5 top Tips How to keep a healthy strong immune system alongside training!

 

Often during my work as a personal trainer I’ll get asked how to not only increase performance but health too. The main answer I give is to improve your immune system. It may not be sexy but it’s the truth! A strong immune system will mean you’ll avoid some viruses and beat off infections which translates directly to more time under the barbells in the gym and time running on the road. So, what are my top tips

1.      Get enough Sleep. This can not be understated enough. Without adequate sleep your immune system is on the back foot. So too is muscular recovery from sessions. Aim to get around 8-10 hours if you’re training hard.

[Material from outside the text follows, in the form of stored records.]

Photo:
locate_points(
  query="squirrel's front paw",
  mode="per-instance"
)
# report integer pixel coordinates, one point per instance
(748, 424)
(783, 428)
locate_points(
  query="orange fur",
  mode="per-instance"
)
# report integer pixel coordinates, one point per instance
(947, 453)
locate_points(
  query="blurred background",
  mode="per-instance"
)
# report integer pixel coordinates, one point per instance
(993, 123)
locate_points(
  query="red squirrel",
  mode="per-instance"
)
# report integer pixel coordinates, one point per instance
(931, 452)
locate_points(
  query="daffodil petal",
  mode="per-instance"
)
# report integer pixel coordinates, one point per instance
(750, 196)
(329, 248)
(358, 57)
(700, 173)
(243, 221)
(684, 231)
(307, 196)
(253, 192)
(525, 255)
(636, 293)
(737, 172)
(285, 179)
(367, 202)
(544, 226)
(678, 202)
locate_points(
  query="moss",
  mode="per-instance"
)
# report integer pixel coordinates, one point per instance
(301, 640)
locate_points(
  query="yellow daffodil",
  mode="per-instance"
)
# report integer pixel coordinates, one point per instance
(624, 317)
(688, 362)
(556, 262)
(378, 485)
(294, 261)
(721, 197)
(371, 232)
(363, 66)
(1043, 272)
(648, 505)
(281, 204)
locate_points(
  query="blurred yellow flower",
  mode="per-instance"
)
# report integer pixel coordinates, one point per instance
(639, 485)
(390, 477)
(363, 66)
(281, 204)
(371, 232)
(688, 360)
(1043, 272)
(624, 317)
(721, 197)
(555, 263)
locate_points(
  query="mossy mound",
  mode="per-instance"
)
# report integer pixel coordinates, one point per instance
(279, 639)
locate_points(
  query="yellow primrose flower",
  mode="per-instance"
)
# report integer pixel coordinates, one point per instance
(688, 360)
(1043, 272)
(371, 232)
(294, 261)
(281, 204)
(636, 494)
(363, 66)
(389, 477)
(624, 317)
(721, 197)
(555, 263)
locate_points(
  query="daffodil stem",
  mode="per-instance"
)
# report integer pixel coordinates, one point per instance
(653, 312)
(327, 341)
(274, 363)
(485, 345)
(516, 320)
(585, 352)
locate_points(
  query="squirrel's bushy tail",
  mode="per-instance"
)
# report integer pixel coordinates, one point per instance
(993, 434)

2.      Avoid Stress. AS much as you can find times to destress. Some stress is inevitable and beneficial, too much and your immune system will take a kicking. Don’t spend precious time scrolling through Instagram relentlessly at 2am- it’s not going to help! Take moment just to sit and be, you don’t need to be an expert in meditation to just sit and listen to the wind, sea or bird song.

3.      Keep Training. Keeping fit is vital for when your sick. A strong muscular system and cardiovascular system stands you in great stead when your body is under pressure.   

4.      Don’t train too hard! If you’re putting in 5 plus sessions a week don’t kill yourself each session, you’ll just smash your immune system into the ground. Develop a good periodized routine and if you don’t know how contact a good personal trainer. If you’re only training once a week then of course by all means, go hard.

5.      Lose Fat. Obesity affects the immune system. To optimise your health, optimise your body fat levels. Try to eat at least 7 portions of vegetables a day and 2/3 good sources of protein per day. Couple that with great hydration to keep your lymphatic system topped up.